Business investment in the IoT is going to be much more complex than investments in the products and services of an individual firm, and even more complex than currently existing investments in e-commerce over the Internet. New business models for the IoT which view it as a “business ecosystem” will need to be developed. This is
“a complex adaptive system (whose) population develops through co-evolution with the greater environment, self-organization and emergence (i.e., the ability and process to create new order), and adaptation to the environment” (Peltoniemi [
142] quoted in Westerlund et al. [
19]). This is shown in
Figure 8 below.
Fleisch [
143] provides a useful explanation of how the IoT can add business value to companies. The IoT differs from other information systems in providing high resolution data in real time. This reduces the cost of transferring data from the real world to the virtual world, e.g., RFID tags eliminate expensive manual stock taking and keying of data into PCs. Fleisch’s analysis identified seven ways that the IoT adds business value, including proximity triggers, e.g., self checkout in libraries, automatic sensor triggers, e.g., networked smoke detectors, and automatic product security, e.g., anti-counterfeiting cryptography. It shows that the IoT represents a quantum leap forward from the Internet and has the potential to become a tool that advances the entire discipline of how to manage organizations and complex systems.
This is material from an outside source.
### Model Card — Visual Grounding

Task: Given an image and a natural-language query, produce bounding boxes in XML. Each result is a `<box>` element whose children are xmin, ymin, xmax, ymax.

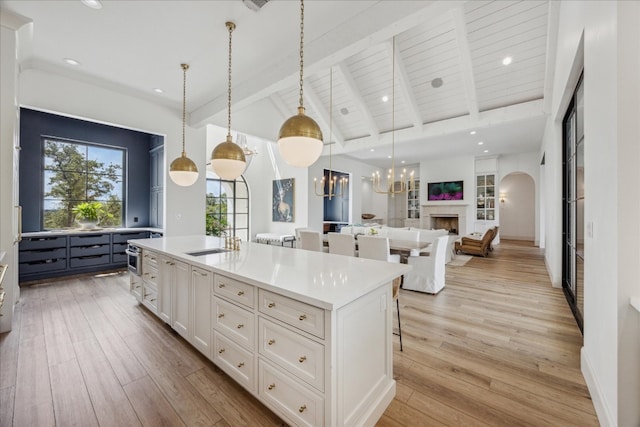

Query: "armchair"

Another Systems Thinking approach, System Dynamics (SD), has also been applied to industry investment in new technology, in particular the diffusion of the Internet in India and China [
125]. In principle, industry investment in the IoT could be modeled in a similar way. As these authors discuss, SD can represent quantifiable as well as “soft” variables, which is useful since the diffusion context has both social and technical aspects. As discussed in
Section 4.7, the basic premise in SD is that system behavior results from interaction among its feedback loops. Various standard feedback loops or archetypes have been identified, including “Fixes that Fail” and “Shifting the Burden” [
144]. The dominant structure in Internet diffusion was found to be the Contagion Effect: innovators start the adoption process and then, by a communication process—the contagion effect—spread the word to the remaining population and the adoption process gradually gets taken over by imitators. Ultimately there are no new customers left, and the adoption tapers off, resulting in market saturation. There are also negative feedback effects on adoption, such as concerns about security issues, and the dynamics of Internet, and IoT, diffusion depends on the balance between these opposing feedback loop structures.